Check all the tables and chairs are safe, set up properly and stacked correctly. I have seen a child nearly hurt by falling chairs (which I prevented) and even had a folding table collapse on me because it wasn’t set up properly by a parent.

Be aware of other hazards. You may recall reading the news recently about a young boy who had been killed by falling mirror in a shop. I saw something very similar nearly happen in the hotel function room. The room did contain a very lovely decorative Victoria mirror, but just as I was leaving a child ran into it. Fortunately the the child was not hurt, but a very nice mirror was ruined!

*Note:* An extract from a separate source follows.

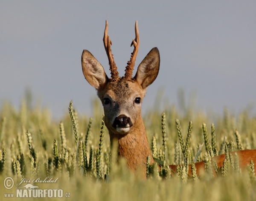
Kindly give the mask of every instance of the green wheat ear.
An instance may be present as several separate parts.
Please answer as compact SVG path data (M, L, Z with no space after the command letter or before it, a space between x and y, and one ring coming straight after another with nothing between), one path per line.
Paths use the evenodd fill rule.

Try to block off access to the stage and other unsafe areas. Many halls have a stage with curtains, lighting and usually a lot of clutter.  The combination of wires, cords, scenery and darkness is of course very very dangerous. So draw the curtains and block of the steps to the stage. Many stages have portable steps that can be safely removed well away from danger.

Keep an eye on the children. They are perhaps the most volatile thing at the whole party! A good entertainer will take the children’s energy and use it in his show or party games to help add to the fun. Of course, some children can become too boisterous and perhaps need to be reminded how to behave. This responsibility lies firmly with you, the parents.

Beware of candles, sparklers and party poppers. In another post, I discuss some of the safety issues surrounding candles and sparklers. Please take great care with heading out party poppers, especially to the very young. If I get to meet you, I’ll show you the small scar on my right hand (which I’m sure you appreciate is very precious to me!) which was caused when I put my hand between a party popper that was about to be pulled and a four year old’s eyes.

Be careful about allowing dogs into the party. 30 noisy children, running around playing games and having fun can get dogs very excitable! On one occasion, the parents of a guest bought a dog along to a party a friend of mine was working at. Good old Fido sat quietly in the back until he could contain his excitement no more. He broke loose and started running after the children, causing many of them to become frightened and tearful. I for one do not allow dogs into parties where I am working for this very reason.

Having dumped all this on to you… Please don’t panic!

This is all common sense, but it is worth taking time to think about these things in advance because on the day of the party you will have a lot on your mind.

One thing that might help put your mind at rest is that I have Health and Safety policy. This is something I require for some of my corporate clients. I know it sounds boring and rubbish, but it does help me think about the working situations that I find myself in. So wherever I work –  I always keep an eye out the things that might pose a problem so that you and I can deal with them.

This is all just part of the service!

Whatever you do for your children’s birthday – have a happy healthy safe party!